Strona:PL Zola - Paryż. T. 1.djvu/307

Ta strona została uwierzytelniona.

— Nie możesz już dłużej czekać?... Niepokoisz się?... A przed nadejściem męża nic ci dać nie mogę. Jeżeli chcesz, to chodź zemną do fabryki?... Tam mi powiedzą, czy dadzą mu trochę pieniędzy naprzód.

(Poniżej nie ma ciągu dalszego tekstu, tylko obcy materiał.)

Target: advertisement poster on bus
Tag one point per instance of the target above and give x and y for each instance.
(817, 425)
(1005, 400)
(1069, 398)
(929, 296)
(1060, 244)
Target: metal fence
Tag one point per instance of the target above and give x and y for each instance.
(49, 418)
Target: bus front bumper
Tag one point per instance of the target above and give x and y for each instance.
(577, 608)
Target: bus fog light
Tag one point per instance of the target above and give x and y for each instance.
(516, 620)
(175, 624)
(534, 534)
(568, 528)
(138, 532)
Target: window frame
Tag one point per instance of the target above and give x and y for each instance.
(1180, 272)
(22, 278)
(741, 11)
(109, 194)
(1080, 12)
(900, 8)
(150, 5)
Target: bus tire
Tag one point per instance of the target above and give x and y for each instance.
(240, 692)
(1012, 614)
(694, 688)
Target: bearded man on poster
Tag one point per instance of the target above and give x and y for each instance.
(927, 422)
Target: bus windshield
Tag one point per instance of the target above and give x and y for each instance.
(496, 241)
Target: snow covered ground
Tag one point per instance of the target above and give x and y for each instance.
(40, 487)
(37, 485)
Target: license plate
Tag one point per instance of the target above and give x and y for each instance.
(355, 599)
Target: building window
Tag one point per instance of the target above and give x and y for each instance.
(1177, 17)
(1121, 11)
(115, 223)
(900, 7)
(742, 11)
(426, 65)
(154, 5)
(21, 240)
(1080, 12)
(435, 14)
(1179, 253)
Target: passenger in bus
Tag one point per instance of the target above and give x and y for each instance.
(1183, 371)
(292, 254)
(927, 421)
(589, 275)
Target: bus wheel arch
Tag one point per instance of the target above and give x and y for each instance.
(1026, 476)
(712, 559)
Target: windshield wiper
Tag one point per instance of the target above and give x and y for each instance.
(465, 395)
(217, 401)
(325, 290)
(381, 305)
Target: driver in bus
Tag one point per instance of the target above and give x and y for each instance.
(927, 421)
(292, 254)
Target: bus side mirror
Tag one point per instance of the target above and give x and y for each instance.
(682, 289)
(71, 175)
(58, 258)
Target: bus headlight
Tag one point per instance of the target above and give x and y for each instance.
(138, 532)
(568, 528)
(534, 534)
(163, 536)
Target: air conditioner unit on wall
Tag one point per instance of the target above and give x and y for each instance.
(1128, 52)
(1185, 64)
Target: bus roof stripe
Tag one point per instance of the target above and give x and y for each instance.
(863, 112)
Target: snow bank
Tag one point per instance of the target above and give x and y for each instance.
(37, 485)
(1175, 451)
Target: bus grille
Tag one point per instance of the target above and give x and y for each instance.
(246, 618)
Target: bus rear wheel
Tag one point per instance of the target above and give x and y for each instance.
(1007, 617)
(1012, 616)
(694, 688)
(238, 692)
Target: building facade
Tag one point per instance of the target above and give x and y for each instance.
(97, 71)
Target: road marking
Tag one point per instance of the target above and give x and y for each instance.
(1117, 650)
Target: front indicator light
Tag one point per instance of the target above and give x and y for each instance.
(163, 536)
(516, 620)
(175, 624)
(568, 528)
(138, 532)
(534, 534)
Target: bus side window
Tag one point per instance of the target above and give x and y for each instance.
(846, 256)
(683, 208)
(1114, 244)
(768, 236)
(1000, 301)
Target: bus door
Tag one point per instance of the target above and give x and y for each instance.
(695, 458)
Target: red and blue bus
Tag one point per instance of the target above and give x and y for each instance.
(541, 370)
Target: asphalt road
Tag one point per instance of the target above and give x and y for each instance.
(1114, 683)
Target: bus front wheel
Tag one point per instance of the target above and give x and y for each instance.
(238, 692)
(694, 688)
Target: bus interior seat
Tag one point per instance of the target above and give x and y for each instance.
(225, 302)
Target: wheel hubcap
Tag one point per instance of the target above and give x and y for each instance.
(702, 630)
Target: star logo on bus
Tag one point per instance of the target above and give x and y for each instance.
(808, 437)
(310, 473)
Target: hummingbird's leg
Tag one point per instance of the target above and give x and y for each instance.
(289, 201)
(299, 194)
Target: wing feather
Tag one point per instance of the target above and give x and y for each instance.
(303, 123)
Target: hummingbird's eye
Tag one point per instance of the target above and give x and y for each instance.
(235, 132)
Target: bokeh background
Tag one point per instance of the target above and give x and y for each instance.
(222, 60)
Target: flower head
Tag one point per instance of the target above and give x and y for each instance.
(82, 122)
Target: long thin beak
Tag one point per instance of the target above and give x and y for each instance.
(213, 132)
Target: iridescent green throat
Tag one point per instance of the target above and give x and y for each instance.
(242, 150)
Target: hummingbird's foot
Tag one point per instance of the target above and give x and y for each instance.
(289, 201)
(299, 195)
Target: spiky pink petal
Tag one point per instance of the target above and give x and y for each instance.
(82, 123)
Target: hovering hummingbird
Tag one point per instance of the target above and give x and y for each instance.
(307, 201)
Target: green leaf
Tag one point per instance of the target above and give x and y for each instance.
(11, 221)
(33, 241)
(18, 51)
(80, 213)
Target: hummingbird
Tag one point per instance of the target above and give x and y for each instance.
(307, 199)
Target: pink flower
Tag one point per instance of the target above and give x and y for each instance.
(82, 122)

Obie kobiety wyszły z mieszkania, lecz na schodach pani Toussaint, spotkawszy sąsiadkę, której dziecko umarło przed paru dniami, zatrzymała się na półgodzinną gawędkę. Wreszcie stanęły na ulicy i miały się skierować ku fabryce Grandidiera, gdy zatrzymało je wołanie:
— Mamo, mamo!
Była to Celinka, uszczęśliwiona z nowych trzewików i zajadająca maślaną bułkę.

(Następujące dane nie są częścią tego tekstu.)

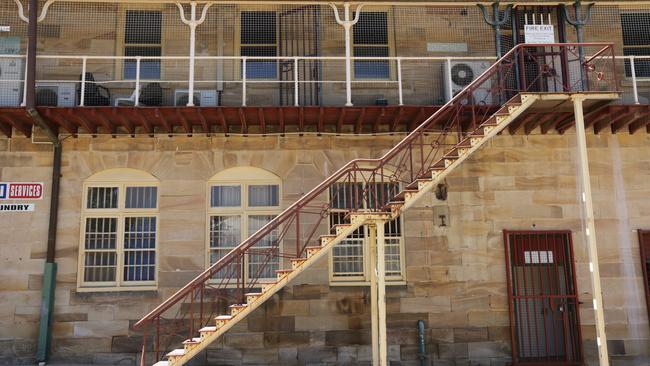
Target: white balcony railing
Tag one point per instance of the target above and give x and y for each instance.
(417, 74)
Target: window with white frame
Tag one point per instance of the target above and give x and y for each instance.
(636, 42)
(142, 37)
(350, 259)
(241, 201)
(258, 37)
(370, 37)
(119, 234)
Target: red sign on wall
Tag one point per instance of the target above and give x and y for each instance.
(21, 191)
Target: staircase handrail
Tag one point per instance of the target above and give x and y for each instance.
(351, 166)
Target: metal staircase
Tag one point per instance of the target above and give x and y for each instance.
(226, 292)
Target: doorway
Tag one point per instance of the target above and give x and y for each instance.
(299, 35)
(543, 300)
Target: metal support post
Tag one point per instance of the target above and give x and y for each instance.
(373, 294)
(381, 294)
(590, 230)
(192, 23)
(347, 24)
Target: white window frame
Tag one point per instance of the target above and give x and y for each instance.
(120, 213)
(242, 177)
(364, 280)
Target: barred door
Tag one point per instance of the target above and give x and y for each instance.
(299, 35)
(543, 298)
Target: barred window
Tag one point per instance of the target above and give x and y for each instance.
(258, 37)
(142, 37)
(349, 262)
(119, 241)
(370, 36)
(636, 42)
(241, 204)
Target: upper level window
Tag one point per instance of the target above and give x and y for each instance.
(350, 259)
(243, 200)
(142, 37)
(258, 32)
(119, 231)
(636, 42)
(370, 36)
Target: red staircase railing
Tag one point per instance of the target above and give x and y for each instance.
(368, 184)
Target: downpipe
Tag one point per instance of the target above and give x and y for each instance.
(422, 351)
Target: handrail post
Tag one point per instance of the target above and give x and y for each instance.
(399, 81)
(84, 66)
(634, 85)
(450, 88)
(137, 81)
(243, 86)
(296, 75)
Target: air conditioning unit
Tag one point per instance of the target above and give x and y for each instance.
(202, 98)
(462, 74)
(56, 94)
(11, 86)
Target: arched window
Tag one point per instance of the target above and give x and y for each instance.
(119, 231)
(350, 259)
(240, 201)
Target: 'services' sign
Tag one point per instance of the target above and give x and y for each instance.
(16, 207)
(539, 33)
(21, 191)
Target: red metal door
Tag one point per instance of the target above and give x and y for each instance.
(543, 300)
(644, 244)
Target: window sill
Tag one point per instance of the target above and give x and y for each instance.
(117, 289)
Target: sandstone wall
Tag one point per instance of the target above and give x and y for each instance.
(455, 275)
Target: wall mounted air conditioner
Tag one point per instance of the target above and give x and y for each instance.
(11, 86)
(56, 94)
(202, 98)
(462, 74)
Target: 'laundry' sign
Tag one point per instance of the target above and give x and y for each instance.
(16, 207)
(21, 191)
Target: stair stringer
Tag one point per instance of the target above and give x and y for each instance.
(272, 290)
(357, 219)
(526, 101)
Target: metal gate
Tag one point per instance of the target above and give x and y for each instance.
(543, 300)
(299, 35)
(644, 244)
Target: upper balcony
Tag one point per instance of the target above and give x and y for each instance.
(275, 68)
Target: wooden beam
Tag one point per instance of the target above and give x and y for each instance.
(121, 118)
(397, 119)
(23, 128)
(515, 125)
(5, 128)
(640, 122)
(548, 124)
(77, 115)
(111, 128)
(72, 129)
(163, 121)
(184, 122)
(621, 121)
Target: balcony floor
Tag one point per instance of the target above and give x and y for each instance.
(283, 120)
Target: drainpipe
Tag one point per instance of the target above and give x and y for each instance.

— Mamo, ten młody ksiądz, który był u nas niedawno, chce się z tobą widzieć... Patrz, mamo, ile rzeczy on mi nakupował!
Pani Teodora, zbliżywszy się do Piotra podążającego za Celinką, zaczęła mu dziękować za obdarowanie dziewczynki, a pani Toussaint sama mu się przedstawiwszy, radowała się z udzielonej przez niego pomocy, nic nie żądając dla siebie. Spostrzegłszy zaś, że ksiądz wsunął dziesięć franków w rękę pani Teodory, rzekła, iż miała zamiar przyjść jej z pomocą lecz chwilowo nie mogła, bo mąż jej był chory przez całą zimę i zaledwie od kilku dni zaczął chodzić do roboty. Tu rozpoczęła długą opowieść niepowodzeń rodzinnych, z których najgorszem było ojcowstwo syna jej, Karola.